Ich schminke mich ab… meine Hautfarbe gleicht der einer Tomate, inklusive kleiner Pusteln. Wäre ich doch bloß als Tomate gegangen. Naja, dann hab‘ ich wenigstens schon mein Kostüm für nächstes Jahr. Ich gehe zurück zu der Gruppe, ungeschminkt, knallrot und ohne Flügel. Wie deprimierend.
Der Rest des Tages geht so vor sich hin. Ich schaue oft auf die Uhr, ignoriere die schlechte Musik und fühl mich ganz und gar unwohl. Mal abgesehen davon, dass mein Gesicht wie Feuer brennt und gleichzeitig juckt.
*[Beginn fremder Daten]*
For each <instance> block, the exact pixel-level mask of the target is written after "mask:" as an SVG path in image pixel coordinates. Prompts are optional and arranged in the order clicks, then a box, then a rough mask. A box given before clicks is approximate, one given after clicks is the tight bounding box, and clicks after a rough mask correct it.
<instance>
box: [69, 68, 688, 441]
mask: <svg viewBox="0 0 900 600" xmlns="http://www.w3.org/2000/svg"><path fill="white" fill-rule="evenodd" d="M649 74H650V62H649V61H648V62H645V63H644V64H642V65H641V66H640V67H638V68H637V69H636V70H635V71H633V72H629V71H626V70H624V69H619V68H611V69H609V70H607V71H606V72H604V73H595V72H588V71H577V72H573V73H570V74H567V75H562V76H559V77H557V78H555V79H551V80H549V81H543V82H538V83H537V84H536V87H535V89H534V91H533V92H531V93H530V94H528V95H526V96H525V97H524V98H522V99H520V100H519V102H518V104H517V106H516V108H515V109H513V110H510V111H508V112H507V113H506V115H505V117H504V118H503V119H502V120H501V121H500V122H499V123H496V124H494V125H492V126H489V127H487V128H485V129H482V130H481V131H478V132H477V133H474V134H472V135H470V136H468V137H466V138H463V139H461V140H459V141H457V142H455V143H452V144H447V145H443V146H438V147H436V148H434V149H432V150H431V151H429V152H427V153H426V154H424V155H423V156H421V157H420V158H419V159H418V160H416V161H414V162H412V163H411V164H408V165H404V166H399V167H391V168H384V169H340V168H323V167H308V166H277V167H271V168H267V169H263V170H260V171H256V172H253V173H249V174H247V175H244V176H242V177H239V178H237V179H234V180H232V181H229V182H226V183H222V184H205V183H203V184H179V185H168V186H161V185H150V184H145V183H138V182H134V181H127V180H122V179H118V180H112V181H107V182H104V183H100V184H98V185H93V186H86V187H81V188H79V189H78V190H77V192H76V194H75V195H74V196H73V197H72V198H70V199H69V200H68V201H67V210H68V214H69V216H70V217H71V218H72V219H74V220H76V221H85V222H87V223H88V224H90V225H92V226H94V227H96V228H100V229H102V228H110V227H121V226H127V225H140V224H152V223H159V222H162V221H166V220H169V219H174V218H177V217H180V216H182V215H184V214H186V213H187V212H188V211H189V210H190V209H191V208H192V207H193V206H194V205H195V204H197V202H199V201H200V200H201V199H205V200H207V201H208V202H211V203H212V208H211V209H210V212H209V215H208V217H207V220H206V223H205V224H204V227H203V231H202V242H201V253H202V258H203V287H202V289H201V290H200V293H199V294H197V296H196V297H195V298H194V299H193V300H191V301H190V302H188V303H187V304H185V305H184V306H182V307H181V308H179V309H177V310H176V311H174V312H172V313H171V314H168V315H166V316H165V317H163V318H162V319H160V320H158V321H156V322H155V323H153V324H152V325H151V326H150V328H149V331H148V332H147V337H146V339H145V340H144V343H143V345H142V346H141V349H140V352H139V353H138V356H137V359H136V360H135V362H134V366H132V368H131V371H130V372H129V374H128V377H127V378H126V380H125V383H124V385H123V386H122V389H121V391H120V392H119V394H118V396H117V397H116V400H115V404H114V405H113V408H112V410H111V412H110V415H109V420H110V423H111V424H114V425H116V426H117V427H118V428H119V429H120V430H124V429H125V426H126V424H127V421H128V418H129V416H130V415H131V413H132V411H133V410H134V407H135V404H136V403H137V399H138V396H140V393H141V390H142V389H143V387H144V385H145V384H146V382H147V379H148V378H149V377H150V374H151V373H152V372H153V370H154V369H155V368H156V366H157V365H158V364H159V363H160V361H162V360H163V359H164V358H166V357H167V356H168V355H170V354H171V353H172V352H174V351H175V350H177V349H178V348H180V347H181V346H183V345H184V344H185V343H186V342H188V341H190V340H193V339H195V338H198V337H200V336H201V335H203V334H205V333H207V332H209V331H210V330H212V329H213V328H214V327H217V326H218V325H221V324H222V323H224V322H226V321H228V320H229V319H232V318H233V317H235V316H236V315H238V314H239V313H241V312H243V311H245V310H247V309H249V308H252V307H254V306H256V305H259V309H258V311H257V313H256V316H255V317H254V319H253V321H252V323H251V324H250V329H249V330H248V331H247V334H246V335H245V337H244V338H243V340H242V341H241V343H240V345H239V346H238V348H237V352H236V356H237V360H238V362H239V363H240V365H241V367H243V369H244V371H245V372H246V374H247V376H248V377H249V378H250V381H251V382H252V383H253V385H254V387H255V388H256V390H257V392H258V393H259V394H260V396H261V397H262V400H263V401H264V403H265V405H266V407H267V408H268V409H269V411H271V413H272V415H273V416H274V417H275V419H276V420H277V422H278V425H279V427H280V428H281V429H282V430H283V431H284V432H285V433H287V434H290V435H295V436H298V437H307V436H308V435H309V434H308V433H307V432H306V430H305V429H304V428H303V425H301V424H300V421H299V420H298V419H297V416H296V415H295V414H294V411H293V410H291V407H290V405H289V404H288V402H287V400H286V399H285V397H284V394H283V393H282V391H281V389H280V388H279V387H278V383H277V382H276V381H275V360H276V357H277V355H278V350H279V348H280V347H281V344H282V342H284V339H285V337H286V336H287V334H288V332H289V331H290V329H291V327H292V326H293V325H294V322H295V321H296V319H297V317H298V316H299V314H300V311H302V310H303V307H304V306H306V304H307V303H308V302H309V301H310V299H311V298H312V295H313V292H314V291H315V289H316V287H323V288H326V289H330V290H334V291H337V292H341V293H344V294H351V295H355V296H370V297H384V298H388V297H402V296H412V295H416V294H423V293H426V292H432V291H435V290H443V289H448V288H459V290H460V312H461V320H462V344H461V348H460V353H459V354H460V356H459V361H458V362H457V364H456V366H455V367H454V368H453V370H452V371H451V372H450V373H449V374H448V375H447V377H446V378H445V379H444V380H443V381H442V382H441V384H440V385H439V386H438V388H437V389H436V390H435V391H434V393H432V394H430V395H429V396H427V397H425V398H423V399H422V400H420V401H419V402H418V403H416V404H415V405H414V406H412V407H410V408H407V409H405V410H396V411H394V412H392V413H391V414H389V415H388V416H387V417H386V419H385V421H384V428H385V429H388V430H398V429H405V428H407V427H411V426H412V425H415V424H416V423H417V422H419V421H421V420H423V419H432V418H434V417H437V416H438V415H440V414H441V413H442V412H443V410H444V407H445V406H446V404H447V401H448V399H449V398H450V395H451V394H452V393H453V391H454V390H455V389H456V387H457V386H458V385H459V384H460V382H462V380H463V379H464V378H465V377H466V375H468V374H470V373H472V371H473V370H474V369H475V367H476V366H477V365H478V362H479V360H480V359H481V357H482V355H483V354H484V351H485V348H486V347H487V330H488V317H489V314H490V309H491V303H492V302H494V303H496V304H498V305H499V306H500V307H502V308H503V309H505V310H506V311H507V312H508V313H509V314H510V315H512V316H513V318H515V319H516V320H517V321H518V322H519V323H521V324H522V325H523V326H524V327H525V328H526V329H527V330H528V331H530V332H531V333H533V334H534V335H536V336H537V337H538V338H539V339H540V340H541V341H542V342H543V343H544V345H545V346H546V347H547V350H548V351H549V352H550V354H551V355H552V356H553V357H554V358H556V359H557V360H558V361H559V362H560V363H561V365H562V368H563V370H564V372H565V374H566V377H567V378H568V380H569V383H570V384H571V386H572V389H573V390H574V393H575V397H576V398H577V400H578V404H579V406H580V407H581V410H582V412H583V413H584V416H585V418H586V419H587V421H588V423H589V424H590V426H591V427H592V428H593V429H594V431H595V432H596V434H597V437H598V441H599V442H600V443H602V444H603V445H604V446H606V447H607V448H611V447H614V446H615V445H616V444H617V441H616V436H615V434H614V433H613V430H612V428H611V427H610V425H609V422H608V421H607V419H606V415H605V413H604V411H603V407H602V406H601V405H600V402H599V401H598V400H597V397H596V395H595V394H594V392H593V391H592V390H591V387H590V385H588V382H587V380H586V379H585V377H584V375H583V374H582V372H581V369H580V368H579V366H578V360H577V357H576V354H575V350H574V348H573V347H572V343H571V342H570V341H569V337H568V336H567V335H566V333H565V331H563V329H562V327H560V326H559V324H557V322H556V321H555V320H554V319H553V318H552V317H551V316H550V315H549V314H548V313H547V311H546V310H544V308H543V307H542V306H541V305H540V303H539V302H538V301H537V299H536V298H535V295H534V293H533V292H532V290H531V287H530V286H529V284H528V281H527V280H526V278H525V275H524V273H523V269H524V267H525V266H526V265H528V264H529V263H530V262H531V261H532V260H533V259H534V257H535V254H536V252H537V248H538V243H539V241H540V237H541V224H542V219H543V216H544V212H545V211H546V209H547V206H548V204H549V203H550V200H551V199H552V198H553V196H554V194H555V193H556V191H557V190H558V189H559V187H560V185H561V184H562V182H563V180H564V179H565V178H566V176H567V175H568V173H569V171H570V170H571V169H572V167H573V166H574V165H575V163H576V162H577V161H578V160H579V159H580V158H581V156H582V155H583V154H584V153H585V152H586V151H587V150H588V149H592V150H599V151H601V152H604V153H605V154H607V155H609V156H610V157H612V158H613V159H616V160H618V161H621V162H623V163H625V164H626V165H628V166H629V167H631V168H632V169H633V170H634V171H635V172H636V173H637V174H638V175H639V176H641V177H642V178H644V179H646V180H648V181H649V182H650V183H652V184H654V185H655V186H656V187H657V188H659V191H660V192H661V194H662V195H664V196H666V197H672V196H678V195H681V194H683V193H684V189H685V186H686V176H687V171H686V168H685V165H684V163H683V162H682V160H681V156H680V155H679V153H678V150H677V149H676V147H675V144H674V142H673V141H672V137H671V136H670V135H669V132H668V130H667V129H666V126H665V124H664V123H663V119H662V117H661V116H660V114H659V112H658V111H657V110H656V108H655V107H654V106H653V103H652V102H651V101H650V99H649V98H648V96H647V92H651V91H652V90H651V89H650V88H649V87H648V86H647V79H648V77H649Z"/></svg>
Es ist also ein Karneval, wie ich es erwartete hatte. Es ist wie immer: Für mich ein Graus. Ein Tag, den man streichen kann.
Aber eben nur für mich und vielleicht ist es einfach mal so, dass ich an diesem einen Tag mal so gar nicht an mich denken sollte.
Und wenn ich in die strahlenden Kinderaugen blicke und die Kollegen sehe und wie viel Spaß sie dabei haben, dann ist es doch zu ertragen. Es ist ja nur ein einziger Tag im Jahr…
Aber dennoch, ich bleibe dabei: Ich hasse Karneval.
*Zur besseren Lesbarkeit von Personenbezeichnungen & personenbezogenen Wörtern wurde hier die weibliche Form genutzt. Diese Begriffe gelten für alle Geschlechter.